Reputation: 2278
I'm trying to understand how floating point number arithmetic plays a role in computer science when using the binary system. I came across an excerpt from What Every Computer Scientist Should Know About Floating-Point Arithmetic which defines normalized numbers as unique floating-point numbers with the leading significand being non-zero. It goes on to say...
When β = 2, p = 3, e min = -1 and e max = 2 there are 16 normalized floating-point numbers, as shown in Figure D-1.
Where β is the base, p is the precision, e min is the minimum exponent, and e max is the maximum exponent.
My attempt at understanding how he came to the conclusion of there being 16 normalized floating-point numbers was to multiply together the possible number of significands β^p and the possible number of exponents e max - e min + 1. My result was 32 possible normalized floating-point values. I am unsure of how to get the correct result of 16 normalized floating-point values as was declared in the paper above. I assumed negative floating-point values were excluded, however, I did not include them in my calculations.
This question is more geared toward mathematical formulae. But it will help me to better understand how floating-point arithmetic works in computer science.
I would like to know how to get the correct result of 16 normalized floating-point numbers and why.
Upvotes: 0
Views: 562
Reputation: 80305
My attempt at understanding how he came to the conclusion of there being 16 normalized floating-point numbers was to multiply together the possible number of significands β^p and the possible number of exponents e max - e min + 1
This is correct except that the number of possible significands is not βp in binary with an implicit leading 1. In these conditions, the number of possible significands is βp-1, encoded over p-1 bits.
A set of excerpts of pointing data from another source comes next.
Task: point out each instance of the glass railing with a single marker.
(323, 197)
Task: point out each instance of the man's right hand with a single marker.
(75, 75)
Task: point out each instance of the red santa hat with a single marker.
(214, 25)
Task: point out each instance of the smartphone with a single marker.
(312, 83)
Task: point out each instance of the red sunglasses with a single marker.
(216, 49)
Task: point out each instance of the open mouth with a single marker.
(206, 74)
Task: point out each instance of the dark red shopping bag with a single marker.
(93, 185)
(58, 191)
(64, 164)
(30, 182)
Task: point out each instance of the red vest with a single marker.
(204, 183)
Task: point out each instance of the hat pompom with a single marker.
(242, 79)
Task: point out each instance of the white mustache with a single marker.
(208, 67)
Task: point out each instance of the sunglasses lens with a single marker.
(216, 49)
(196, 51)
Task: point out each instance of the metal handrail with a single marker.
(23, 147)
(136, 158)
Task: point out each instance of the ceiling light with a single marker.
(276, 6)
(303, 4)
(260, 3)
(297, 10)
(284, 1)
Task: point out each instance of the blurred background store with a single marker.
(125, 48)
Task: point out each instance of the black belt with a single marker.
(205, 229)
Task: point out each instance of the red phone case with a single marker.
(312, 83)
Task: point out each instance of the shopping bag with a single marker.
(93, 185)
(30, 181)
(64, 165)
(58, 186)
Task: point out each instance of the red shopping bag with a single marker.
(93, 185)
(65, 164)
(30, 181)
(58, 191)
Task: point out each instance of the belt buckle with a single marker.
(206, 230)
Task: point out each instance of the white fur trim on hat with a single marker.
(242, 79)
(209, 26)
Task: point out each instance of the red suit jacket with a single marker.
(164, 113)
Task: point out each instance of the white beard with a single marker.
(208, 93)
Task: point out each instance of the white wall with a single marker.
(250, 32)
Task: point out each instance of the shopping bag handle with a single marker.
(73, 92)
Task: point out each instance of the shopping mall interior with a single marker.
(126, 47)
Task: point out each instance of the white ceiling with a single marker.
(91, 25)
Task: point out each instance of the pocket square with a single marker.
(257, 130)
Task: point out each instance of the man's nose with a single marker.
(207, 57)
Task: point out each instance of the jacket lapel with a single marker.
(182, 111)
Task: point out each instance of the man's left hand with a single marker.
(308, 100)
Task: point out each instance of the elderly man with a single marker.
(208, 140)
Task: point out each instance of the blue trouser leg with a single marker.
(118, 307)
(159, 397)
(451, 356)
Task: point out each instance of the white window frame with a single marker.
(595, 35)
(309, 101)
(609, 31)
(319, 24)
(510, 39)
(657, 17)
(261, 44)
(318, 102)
In other words, the missing values for the possible significands have already been taken advantage of when the encoding reserved, say, 52 bits to encode a precision of 53 binary digits.
Upvotes: 1
Reputation: 145289
Since the first bit is always 1, with 3 bits for the mantissa you have only two bits to vary, yielding 4 different mantissa values. Combined with 4 different exponent values that's 16. I haven't looked at the paper though.
Upvotes: 2